Des proches de Netanyahu liés au Qatar ? L’hypothèse que personne n’ose formuler
Entre l’émirat, les otages et « l’État profond », au lieu d’exiger la vérité, le Premier ministre joue sur tous les tableaux et s’emploie à discréditer les enquêteurs
David est le fondateur et le rédacteur en chef du Times of Israel. Il était auparavant rédacteur en chef du Jerusalem Post et du Jerusalem Report. Il est l’auteur de « Un peu trop près de Dieu : les frissons et la panique d’une vie en Israël » (2000) et « Nature morte avec les poseurs de bombes : Israël à l’ère du terrorisme » (2004).

Rarement un commentaire télévisé aura si bien capté l’absurdité d’une crise politique.
Lundi soir, Yair Cherki, l’un des journalistes et commentateurs les plus brillants et les plus respectés d’Israël, résumait la situation en hébreu sur la chaîne N12 :
« Imaginez un ambassadeur étranger qui doit rendre compte à son pays de ce qui se passe en Israël. Le parti au pouvoir publie un communiqué accusant les services secrets de mener un coup d’État en émettant des mandats d’arrêt. Le matin, le Premier ministre annonce la nomination d’un nouveau chef des services secrets, mais y renonce à midi parce que sa base politique s’y oppose. Et toute cette saga – les soupçons visant des proches du Premier ministre, les soupçons selon lesquels, en pleine guerre entre Israël et le Hamas, ces mêmes personnes auraient agi au service d’un État finançant le Hamas ?!? – il faut traduire cela en anglais pour prendre du recul et réaliser à quel point c’est insensé. ».
De fait, les récents développements judiciaires, politiques et sécuritaires donnent le vertige, même selon les standards israéliens – qui, ces derniers temps, atteignent des sommets d’absurdité. Ces événements sont extrêmement préoccupants pour tous ceux qui restent attachés à Israël, quelles que soient les circonstances – a fortiori en temps de guerre.
Commençons par essayer d’y voir un peu plus clair.
Lundi matin, le Premier ministre Benjamin Netanyahu témoignait à Tel Aviv, à sa propre défense, dans le cadre de son interminable procès pénal.

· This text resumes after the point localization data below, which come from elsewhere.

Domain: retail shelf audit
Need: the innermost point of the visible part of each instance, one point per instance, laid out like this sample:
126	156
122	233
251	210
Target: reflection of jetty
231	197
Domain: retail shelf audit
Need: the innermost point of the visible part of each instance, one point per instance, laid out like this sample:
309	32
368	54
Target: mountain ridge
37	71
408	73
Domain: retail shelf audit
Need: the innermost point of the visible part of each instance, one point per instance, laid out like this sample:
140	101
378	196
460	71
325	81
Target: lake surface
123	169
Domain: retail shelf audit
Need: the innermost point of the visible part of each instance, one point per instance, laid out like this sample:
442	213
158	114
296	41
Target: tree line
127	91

Soudain, son avocat, Amit Hadad, a dû quitter précipitamment l’audience, abandonnant son client le plus important parce qu’un autre de ses clients, Jonatan Urich, conseiller principal de longue date du Premier ministre, venait d’être arrêté. Urich, s’avère-t-il, est sur le point d’être interrogé sous caution pour son rôle central présumé dans l’affaire dite du Qatargate. Dans cette affaire, Urich et un ou plusieurs autres collaborateurs de Netanyahu sont soupçonnés d’avoir reçu de l’argent du Qatar, ou de ses représentants, pour défendre les intérêts de l’émirat – et notamment au cours des 17 mois de négociations sur les otages et le cessez-le-feu – au détriment de l’autre médiateur régional clé, l’Égypte.

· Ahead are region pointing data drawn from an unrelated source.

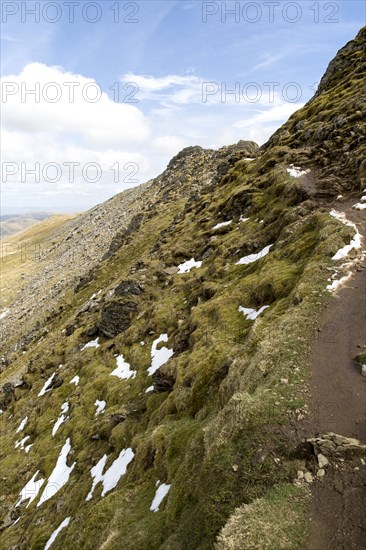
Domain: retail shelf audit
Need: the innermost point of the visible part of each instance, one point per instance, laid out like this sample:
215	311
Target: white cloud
139	138
102	123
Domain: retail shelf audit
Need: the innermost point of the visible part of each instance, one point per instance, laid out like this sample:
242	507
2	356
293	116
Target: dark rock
6	396
69	330
92	331
116	317
163	379
127	288
118	418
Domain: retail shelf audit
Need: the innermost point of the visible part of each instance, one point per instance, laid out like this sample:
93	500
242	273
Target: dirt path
338	512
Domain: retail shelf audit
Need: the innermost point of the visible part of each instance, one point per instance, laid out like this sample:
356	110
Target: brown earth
338	510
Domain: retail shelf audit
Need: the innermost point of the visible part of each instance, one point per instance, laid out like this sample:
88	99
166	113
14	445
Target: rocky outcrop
116	317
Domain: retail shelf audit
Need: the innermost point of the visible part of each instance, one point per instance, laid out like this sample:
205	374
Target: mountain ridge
184	349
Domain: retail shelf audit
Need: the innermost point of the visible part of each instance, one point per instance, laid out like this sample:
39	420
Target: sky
97	97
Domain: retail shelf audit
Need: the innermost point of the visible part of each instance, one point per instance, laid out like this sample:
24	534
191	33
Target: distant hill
13	223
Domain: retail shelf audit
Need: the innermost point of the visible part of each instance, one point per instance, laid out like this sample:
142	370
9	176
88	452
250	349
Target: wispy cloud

À peu près au même moment, la procureure générale Gali Baharav-Miara autorisait la police à interroger Netanyahu lui-même. Non pas comme suspect dans l’affaire, mais en tant que témoin central dont le témoignage est jugé essentiel. Et c’est ainsi que le convoi de Netanyahu a quitté Tel Aviv en urgence pour regagner le bureau du Premier ministre, afin de se préparer à l’arrivée des enquêteurs.
Après avoir défendu Urich, placé en détention provisoire pour des soupçons de contacts avec un agent étranger, blanchiment d’argent, corruption, fraude et abus de confiance, Me Hadad s’est rendu au bureau du Premier ministre pour défendre à nouveau Netanyahu : Corruption le matin, Qatargate l’après-midi.

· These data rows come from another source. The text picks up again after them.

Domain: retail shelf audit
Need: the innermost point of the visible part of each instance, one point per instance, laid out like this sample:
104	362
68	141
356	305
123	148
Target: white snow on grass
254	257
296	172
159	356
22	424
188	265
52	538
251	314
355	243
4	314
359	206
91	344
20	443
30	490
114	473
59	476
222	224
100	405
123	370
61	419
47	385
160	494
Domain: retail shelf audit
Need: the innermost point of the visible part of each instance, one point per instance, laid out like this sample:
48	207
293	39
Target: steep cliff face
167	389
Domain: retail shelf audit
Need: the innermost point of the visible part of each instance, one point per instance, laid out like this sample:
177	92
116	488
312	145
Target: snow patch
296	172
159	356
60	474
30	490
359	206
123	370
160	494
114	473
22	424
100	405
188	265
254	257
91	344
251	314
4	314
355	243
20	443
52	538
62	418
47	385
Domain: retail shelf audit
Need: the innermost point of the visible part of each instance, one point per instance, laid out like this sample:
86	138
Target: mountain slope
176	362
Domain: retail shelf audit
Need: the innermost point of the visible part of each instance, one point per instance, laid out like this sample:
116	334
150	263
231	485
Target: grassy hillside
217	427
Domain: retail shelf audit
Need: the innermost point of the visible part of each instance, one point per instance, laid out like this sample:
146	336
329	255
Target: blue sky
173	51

Eli Feldstein, un ancien collaborateur de Netanyahu, a lui aussi été interrogé et placé en détention provisoire dans le cadre du Qatargate. Il est également inculpé dans une troisième affaire en cours : le vol et la fuite présumés de documents classifiés de Tsahal relatifs à la guerre de Gaza. Il aurait transmis à la presse, notamment au quotidien allemand Bild, un extrait de l’un de ces documents, dans une manœuvre présumée destinée à atténuer les critiques visant la gestion par Netanyahu des négociations sur les otages et le cessez-le-feu, après l’exécution de six otages par le Hamas à Gaza en août dernier.
Feldstein n’est pas défendu par Hadad, mais par Me Oded Savoray, qui affirme que la famille de son client redoute qu’il ne serve de bouc émissaire pour le bureau du Premier ministre dans l’affaire des fuites. En décembre, des sources politiques anonymes auraient exercé des pressions sur la famille pour remplacer Savoray, allant jusqu’à proposer de prendre en charge les frais de justice. Le nom de Hadad avait alors circulé comme possible successeur, mais Savoray reste à ce jour l’avocat du dossier.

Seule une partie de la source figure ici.